Blocking actions, such as locking semaphores, are forbidden in RCU
read-side critical sections. Also, from a more high-level perspective,
do we need to be careful here to avoid deadlocks with frozen tasks or
stuff like that?

> +               for (vma = mm->mmap; vma; vma = vma->vm_next) {
> +                       unsigned long addr, nr_pages;
> +
> +                       if (!(vma->vm_flags & VM_WIPEONSUSPEND))
> +                               continue;
> +
> +                       addr = vma->vm_start;
> +                       nr_pages = (vma->vm_end - addr - 1) / PAGE_SIZE + 1;
> +                       while (nr_pages) {
> +                               int count = min(nr_pages, max_pages_per_loop);
> +                               void *kaddr;
> +
> +                               count = get_user_pages_remote(p, mm, addr,
> +                                                       count, gup_flags,
> +                                                       pages, NULL, NULL);

get_user_pages_remote() can wait for disk I/O (for swapping stuff back
in), which we'd probably like to avoid here.
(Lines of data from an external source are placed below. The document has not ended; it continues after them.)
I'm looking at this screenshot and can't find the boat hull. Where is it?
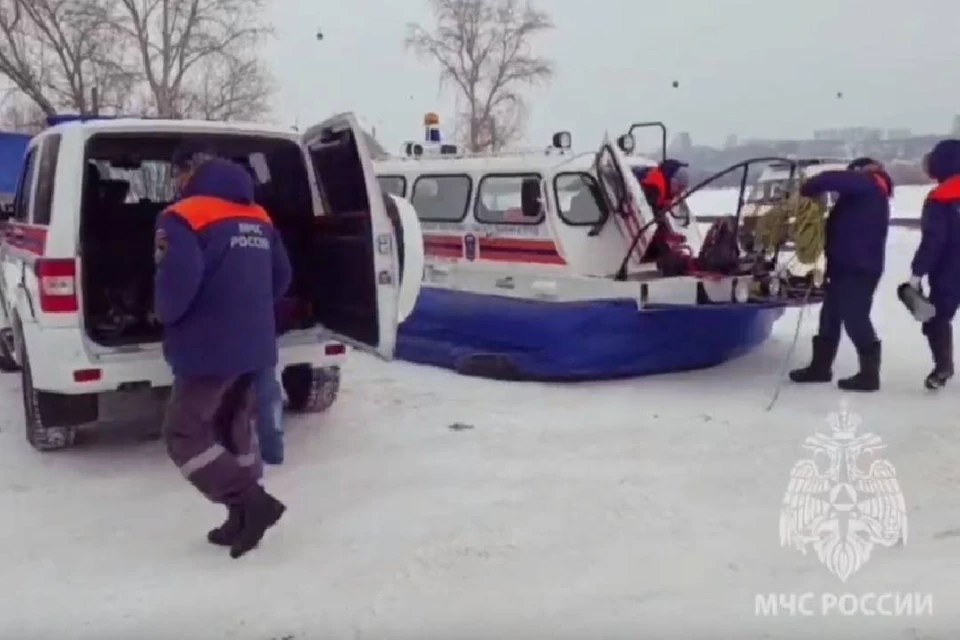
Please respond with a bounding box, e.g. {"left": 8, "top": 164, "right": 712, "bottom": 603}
{"left": 396, "top": 288, "right": 786, "bottom": 380}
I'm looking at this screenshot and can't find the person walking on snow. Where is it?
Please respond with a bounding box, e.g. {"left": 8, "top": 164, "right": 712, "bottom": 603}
{"left": 908, "top": 140, "right": 960, "bottom": 390}
{"left": 156, "top": 143, "right": 292, "bottom": 558}
{"left": 789, "top": 157, "right": 893, "bottom": 392}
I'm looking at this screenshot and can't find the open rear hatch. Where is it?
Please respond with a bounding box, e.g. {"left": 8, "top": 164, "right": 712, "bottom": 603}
{"left": 79, "top": 114, "right": 422, "bottom": 361}
{"left": 300, "top": 112, "right": 422, "bottom": 359}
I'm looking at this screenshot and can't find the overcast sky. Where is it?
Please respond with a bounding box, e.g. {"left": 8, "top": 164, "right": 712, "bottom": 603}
{"left": 264, "top": 0, "right": 958, "bottom": 153}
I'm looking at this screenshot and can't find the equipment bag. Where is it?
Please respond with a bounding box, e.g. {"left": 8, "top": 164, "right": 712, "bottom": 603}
{"left": 897, "top": 282, "right": 936, "bottom": 323}
{"left": 697, "top": 216, "right": 741, "bottom": 274}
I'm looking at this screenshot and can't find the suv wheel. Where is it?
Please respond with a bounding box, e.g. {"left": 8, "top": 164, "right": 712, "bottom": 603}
{"left": 21, "top": 348, "right": 79, "bottom": 452}
{"left": 281, "top": 364, "right": 341, "bottom": 413}
{"left": 0, "top": 327, "right": 19, "bottom": 372}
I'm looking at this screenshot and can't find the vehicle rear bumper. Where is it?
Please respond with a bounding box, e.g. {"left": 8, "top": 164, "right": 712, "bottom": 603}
{"left": 21, "top": 323, "right": 347, "bottom": 394}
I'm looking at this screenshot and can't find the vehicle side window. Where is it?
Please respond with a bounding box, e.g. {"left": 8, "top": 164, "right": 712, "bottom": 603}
{"left": 554, "top": 172, "right": 607, "bottom": 225}
{"left": 411, "top": 174, "right": 471, "bottom": 222}
{"left": 475, "top": 173, "right": 542, "bottom": 225}
{"left": 32, "top": 134, "right": 60, "bottom": 225}
{"left": 377, "top": 175, "right": 406, "bottom": 198}
{"left": 12, "top": 147, "right": 37, "bottom": 222}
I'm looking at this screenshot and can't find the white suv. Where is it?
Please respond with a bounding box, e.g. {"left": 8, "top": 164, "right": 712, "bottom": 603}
{"left": 0, "top": 113, "right": 423, "bottom": 452}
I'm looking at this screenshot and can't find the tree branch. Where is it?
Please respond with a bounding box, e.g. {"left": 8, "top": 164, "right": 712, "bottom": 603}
{"left": 406, "top": 0, "right": 554, "bottom": 151}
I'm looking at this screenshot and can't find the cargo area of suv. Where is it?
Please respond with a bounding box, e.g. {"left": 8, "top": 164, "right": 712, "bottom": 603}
{"left": 79, "top": 129, "right": 381, "bottom": 349}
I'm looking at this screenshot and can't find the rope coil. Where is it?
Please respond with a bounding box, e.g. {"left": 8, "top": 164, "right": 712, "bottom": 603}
{"left": 752, "top": 174, "right": 828, "bottom": 267}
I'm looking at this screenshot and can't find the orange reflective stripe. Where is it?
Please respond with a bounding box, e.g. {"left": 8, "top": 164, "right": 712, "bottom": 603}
{"left": 929, "top": 175, "right": 960, "bottom": 202}
{"left": 870, "top": 173, "right": 890, "bottom": 197}
{"left": 168, "top": 195, "right": 271, "bottom": 231}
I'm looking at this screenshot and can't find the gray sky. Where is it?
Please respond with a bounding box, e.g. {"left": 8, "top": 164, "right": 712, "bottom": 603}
{"left": 265, "top": 0, "right": 958, "bottom": 152}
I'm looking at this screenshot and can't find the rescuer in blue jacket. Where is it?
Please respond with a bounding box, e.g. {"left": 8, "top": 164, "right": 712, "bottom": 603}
{"left": 789, "top": 157, "right": 892, "bottom": 392}
{"left": 156, "top": 144, "right": 292, "bottom": 558}
{"left": 909, "top": 139, "right": 960, "bottom": 390}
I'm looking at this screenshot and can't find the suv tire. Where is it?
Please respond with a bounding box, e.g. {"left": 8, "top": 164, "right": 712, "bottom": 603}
{"left": 21, "top": 348, "right": 79, "bottom": 451}
{"left": 281, "top": 364, "right": 341, "bottom": 413}
{"left": 0, "top": 327, "right": 19, "bottom": 372}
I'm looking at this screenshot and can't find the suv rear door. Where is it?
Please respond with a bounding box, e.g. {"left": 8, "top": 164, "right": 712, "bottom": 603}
{"left": 302, "top": 113, "right": 421, "bottom": 360}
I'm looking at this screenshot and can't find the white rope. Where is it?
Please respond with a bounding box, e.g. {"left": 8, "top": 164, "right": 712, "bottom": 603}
{"left": 765, "top": 283, "right": 814, "bottom": 411}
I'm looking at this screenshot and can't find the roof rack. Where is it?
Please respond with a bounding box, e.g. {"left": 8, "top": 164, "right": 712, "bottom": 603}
{"left": 46, "top": 114, "right": 124, "bottom": 127}
{"left": 392, "top": 146, "right": 575, "bottom": 161}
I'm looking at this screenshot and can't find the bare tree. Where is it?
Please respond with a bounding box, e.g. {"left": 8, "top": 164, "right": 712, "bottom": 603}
{"left": 406, "top": 0, "right": 554, "bottom": 152}
{"left": 113, "top": 0, "right": 273, "bottom": 119}
{"left": 0, "top": 0, "right": 135, "bottom": 115}
{"left": 0, "top": 0, "right": 274, "bottom": 123}
{"left": 177, "top": 53, "right": 272, "bottom": 120}
{"left": 0, "top": 89, "right": 46, "bottom": 132}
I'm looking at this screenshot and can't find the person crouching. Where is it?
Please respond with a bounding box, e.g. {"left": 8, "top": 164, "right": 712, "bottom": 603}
{"left": 909, "top": 140, "right": 960, "bottom": 389}
{"left": 789, "top": 157, "right": 893, "bottom": 392}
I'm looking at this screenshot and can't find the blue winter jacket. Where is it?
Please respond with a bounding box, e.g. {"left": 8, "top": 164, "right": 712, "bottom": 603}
{"left": 154, "top": 158, "right": 293, "bottom": 377}
{"left": 911, "top": 139, "right": 960, "bottom": 313}
{"left": 800, "top": 169, "right": 892, "bottom": 277}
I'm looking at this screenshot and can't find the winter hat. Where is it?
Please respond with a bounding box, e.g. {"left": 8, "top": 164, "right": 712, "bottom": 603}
{"left": 847, "top": 157, "right": 882, "bottom": 171}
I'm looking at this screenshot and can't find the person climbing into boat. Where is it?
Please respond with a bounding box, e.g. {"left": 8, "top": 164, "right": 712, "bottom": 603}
{"left": 789, "top": 157, "right": 893, "bottom": 392}
{"left": 632, "top": 159, "right": 691, "bottom": 266}
{"left": 908, "top": 139, "right": 960, "bottom": 390}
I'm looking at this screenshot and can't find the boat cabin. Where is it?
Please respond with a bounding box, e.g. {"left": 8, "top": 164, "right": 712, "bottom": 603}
{"left": 374, "top": 116, "right": 687, "bottom": 280}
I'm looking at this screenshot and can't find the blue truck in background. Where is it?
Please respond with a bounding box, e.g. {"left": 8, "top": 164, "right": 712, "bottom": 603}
{"left": 0, "top": 131, "right": 31, "bottom": 215}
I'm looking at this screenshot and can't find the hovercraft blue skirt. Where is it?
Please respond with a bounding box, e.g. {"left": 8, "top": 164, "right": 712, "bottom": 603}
{"left": 396, "top": 288, "right": 785, "bottom": 380}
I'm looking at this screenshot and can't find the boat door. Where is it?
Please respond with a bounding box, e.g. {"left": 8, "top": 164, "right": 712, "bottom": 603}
{"left": 542, "top": 167, "right": 622, "bottom": 277}
{"left": 302, "top": 113, "right": 422, "bottom": 360}
{"left": 595, "top": 135, "right": 657, "bottom": 266}
{"left": 541, "top": 138, "right": 655, "bottom": 277}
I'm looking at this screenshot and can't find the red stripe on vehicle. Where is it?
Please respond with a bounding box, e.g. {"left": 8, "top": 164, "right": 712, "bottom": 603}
{"left": 478, "top": 237, "right": 566, "bottom": 265}
{"left": 2, "top": 222, "right": 47, "bottom": 255}
{"left": 423, "top": 234, "right": 464, "bottom": 258}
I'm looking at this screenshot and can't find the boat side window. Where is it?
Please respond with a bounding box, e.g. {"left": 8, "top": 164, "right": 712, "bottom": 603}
{"left": 378, "top": 175, "right": 406, "bottom": 198}
{"left": 411, "top": 173, "right": 471, "bottom": 222}
{"left": 475, "top": 173, "right": 542, "bottom": 224}
{"left": 554, "top": 172, "right": 607, "bottom": 226}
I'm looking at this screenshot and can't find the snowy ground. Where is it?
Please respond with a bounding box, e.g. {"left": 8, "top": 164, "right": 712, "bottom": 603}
{"left": 1, "top": 229, "right": 958, "bottom": 639}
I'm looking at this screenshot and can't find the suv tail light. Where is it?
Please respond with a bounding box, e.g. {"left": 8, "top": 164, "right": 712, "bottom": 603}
{"left": 35, "top": 258, "right": 78, "bottom": 313}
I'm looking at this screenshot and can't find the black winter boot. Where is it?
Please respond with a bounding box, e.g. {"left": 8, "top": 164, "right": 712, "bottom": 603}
{"left": 925, "top": 324, "right": 954, "bottom": 390}
{"left": 207, "top": 505, "right": 243, "bottom": 546}
{"left": 789, "top": 336, "right": 839, "bottom": 383}
{"left": 230, "top": 485, "right": 286, "bottom": 559}
{"left": 838, "top": 341, "right": 881, "bottom": 392}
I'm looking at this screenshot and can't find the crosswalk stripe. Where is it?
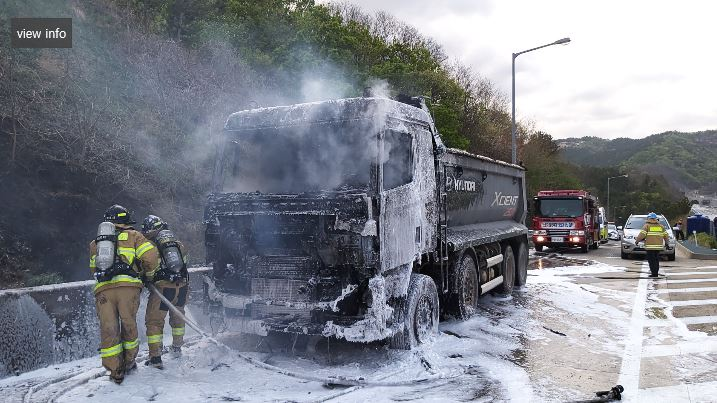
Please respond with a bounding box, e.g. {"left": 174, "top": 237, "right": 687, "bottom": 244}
{"left": 664, "top": 278, "right": 717, "bottom": 284}
{"left": 642, "top": 339, "right": 717, "bottom": 357}
{"left": 639, "top": 381, "right": 717, "bottom": 402}
{"left": 666, "top": 298, "right": 717, "bottom": 307}
{"left": 664, "top": 271, "right": 717, "bottom": 276}
{"left": 643, "top": 319, "right": 671, "bottom": 327}
{"left": 656, "top": 286, "right": 717, "bottom": 294}
{"left": 618, "top": 261, "right": 649, "bottom": 401}
{"left": 675, "top": 315, "right": 717, "bottom": 325}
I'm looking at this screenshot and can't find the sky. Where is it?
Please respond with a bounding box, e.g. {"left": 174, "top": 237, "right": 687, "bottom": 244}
{"left": 334, "top": 0, "right": 717, "bottom": 139}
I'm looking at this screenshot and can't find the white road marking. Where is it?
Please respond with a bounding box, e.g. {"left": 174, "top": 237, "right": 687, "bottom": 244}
{"left": 642, "top": 339, "right": 717, "bottom": 357}
{"left": 676, "top": 316, "right": 717, "bottom": 325}
{"left": 644, "top": 315, "right": 717, "bottom": 327}
{"left": 664, "top": 278, "right": 717, "bottom": 284}
{"left": 618, "top": 261, "right": 649, "bottom": 401}
{"left": 639, "top": 382, "right": 709, "bottom": 403}
{"left": 666, "top": 299, "right": 717, "bottom": 307}
{"left": 656, "top": 287, "right": 717, "bottom": 294}
{"left": 665, "top": 271, "right": 717, "bottom": 276}
{"left": 643, "top": 319, "right": 671, "bottom": 327}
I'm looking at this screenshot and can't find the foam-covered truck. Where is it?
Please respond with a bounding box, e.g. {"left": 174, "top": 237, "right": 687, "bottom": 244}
{"left": 203, "top": 96, "right": 529, "bottom": 348}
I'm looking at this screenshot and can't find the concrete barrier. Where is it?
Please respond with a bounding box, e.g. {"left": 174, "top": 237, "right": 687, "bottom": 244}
{"left": 676, "top": 242, "right": 717, "bottom": 260}
{"left": 0, "top": 268, "right": 210, "bottom": 379}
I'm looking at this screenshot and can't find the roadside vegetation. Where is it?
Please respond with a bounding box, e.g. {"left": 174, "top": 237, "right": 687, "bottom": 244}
{"left": 0, "top": 0, "right": 693, "bottom": 287}
{"left": 689, "top": 233, "right": 717, "bottom": 249}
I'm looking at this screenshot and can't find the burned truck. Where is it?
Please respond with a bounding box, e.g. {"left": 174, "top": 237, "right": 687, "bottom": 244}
{"left": 203, "top": 97, "right": 528, "bottom": 349}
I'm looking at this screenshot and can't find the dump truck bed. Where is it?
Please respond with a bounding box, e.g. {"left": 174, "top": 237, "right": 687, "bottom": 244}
{"left": 440, "top": 148, "right": 528, "bottom": 251}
And I think it can also
wait for userfaultfd handling from userspace? zap_page_range() (which
is what e.g. MADV_DONTNEED uses) might be a better fit, since it can
yank entries out of the page table (forcing the next write fault to
allocate a new zeroed page) without faulting them into RAM.

> +                               if (count <= 0) {
> +                                       /*
> +                                        * FIXME: In this PoC just break if we
> +                                        * get an error.
> +                                        * In the final implementation we need
> +                                        * to handle this better and not leave
> +                                        * pages uncleared.
> +                                        */
> +                                       break;
> +                               }
> +                               /* Go through pages buffer and clear them. */
> +                               while (count) {
> +                                       struct page *page = pages[--count];
> +
> +                                       kaddr = kmap(page);
> +                                       clear_page(kaddr);
> +                                       kunmap(page);

(This part should go away, but if it stayed, you'd probably want to
use clear_user_highpage() or so instead of open-coding this.)

> +                                       put_page(page);
> +                                       nr_pages--;
> +                                       addr += PAGE_SIZE;
> +                               }
> +                       }
> +               }
> +               up_read(&mm->mmap_sem);
> +       }
> +       rcu_read_unlock();
> +}